Euro-Par 2023 | Tutorial | International European Conference on Parallel and Distributed Computing TutorialEuro-par

Tutorial: An Introduction to SYCL and the Celerity and SYnergy Extensions.

Tutorial: An Introduction to SYCL and the Celerity and SYnergy Extensions.

Abstract:

SYCL is a single-source, high-level, standard C++ programming model that can target a wide range of heterogeneous platforms equipped with CPUs, GPUs, FPGAs and more. The main advantage of using SYCL over other heterogeneous programming models is the single programming language approach, which allows you to target multiple devices with the same model, resulting in a cleaner, more portable and more readable code base. In addition, with the growing interest in heterogeneous hardware, moving to an open standard, platform-independent model such as SYCL is essential for today's software developers.

This tutorial provides an introduction to the SYCL programming model and the key language semantics, using a by-example approach.
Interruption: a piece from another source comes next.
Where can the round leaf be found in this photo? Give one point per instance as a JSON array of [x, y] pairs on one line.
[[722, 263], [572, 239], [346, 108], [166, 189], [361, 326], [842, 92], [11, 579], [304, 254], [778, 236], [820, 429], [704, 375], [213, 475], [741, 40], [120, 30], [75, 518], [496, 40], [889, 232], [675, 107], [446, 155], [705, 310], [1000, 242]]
All major semantics of SYCL 2020 will be presented, including subgroups, kernel reductions, unified shared memory, task scheduling and data dependency. The second part of the tutorial presents two examples of SYCL-based frameworks that extend the SYCL semantics to provide additional functionality to the program. The first one is Celerity, which extends SYCL semantics such as the accessor to execute SYCL code on a distributed cluster of accelerators. The second one is SYnergy, which implements an energy-aware queue to enable energy-efficient techniques such as frequency scaling.

Attendees will be able to test the code presented during the tutorial on online compilers, so that they will leave the tutorial with an understanding of how to write SYCL programs, use advanced features, and understand the guidelines that enable performance portability across different platforms and architectures. Additional web-based resources are provided for follow-up studies.

Bio:

Biagio Cosenza is a tenure-track Assistant Professor in the Department of Computer Science at the University of Salerno, Italy, and a member of the Khronos SYCL Working Group. He joined the University of Salerno in August 2019 through a national brain gain program (Attraction and International Mobility), and received the Abilitazione for Italian Associate Professorship. From 2015 to 2019, he was Senior Research at the TU Berlin, Germany, where he was Principal Investigator for the DFG project Celerity and received the Habilitation from the Faculty IV. From 2011 to 2015, he was Postdoctoral researcher at the University of Innsbruck, Austria, where he contributed to the Insieme Compiler project and the DK-Plus multidisciplinary platform for Scientific Computing. His research is currently funded by the European HPC Joint Undertaking (LIGATE project), the Italian Ministry of Research (LibreRT project, PRIN 2022), and several industrial projects. Cosenza’s main research interests are in the field of high performance computing, in particular with respect to programming models, compiler technology, optimization and tuning.